While, starting off at \(\{(2,0), (1,2), (1.75,2)\}\), produces:

Two minima: right

No minimum

Finally, if the function does not have a minimum, then the algorithm will inevitably fail to converge (which is as expected). However, if you are attempting to implement your own version of the Simplex algorithm, it is important to remember about this eventuality. After all, in real world, it is sometimes almost impossible to determine whether the problem we are trying to optimise has an optimum value.

Consider an example

\[\begin{equation} f(x_1, x_2) = x_1x_2. \end{equation}\]

The function does not have a minimum (nor a maximum). However, it does have a stationary point at \((0,0)\). If we run the simplex algorithm in the search of a minimum, it will never converge.
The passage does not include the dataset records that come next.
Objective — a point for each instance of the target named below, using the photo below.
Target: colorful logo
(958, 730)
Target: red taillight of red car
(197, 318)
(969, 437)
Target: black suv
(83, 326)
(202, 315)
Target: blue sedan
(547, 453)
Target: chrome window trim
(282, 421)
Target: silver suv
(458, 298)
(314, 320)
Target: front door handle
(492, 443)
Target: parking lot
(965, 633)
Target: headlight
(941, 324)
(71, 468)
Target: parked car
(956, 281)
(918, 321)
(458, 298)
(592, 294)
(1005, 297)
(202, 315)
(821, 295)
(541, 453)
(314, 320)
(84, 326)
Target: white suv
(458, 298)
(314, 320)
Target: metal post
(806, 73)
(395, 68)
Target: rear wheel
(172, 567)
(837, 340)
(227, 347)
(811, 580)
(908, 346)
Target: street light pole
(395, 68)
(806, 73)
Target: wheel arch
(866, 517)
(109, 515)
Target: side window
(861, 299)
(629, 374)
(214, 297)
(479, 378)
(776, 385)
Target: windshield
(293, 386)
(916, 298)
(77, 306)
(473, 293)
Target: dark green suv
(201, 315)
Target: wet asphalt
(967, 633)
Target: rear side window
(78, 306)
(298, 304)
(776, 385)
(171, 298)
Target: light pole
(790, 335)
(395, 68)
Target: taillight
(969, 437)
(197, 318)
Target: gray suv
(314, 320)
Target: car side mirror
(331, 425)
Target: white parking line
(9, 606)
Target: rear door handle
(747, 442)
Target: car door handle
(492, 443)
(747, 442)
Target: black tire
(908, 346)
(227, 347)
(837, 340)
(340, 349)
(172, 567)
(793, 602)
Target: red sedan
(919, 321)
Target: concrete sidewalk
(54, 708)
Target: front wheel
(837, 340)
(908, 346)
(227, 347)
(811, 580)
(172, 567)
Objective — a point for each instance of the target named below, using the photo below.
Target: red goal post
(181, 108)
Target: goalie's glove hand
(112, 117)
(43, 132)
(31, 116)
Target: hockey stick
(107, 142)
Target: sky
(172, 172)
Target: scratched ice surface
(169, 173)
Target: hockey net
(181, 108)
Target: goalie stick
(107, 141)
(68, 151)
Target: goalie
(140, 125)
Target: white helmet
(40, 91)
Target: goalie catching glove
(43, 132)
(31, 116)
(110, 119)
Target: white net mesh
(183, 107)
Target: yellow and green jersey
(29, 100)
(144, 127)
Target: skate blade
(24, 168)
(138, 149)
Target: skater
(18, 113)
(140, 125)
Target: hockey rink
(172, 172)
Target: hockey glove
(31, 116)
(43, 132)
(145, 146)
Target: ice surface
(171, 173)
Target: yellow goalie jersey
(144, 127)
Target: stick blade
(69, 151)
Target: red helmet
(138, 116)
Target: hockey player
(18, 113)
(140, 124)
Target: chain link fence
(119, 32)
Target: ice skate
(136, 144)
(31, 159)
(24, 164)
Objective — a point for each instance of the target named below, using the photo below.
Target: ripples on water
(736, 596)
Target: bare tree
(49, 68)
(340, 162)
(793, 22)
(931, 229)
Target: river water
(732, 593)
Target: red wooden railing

The following contour plot shows the search path for 8 iterations of the algorithm:

No minimum

And a more interactive version:

No minimum: gif

References

[1] Avriel, M., “Nonlinear Programming: Analysis and Methods”, chapter 9, Dover Publications, 2003.

[2] Mathews, J. H., and Fink, K. K., “Numerical Methods Using Matlab, 4th edition”, chapter 8, Prentice-Hall Inc., 2004. Excerpt on Nelder-Mead Simplex algorithm available here.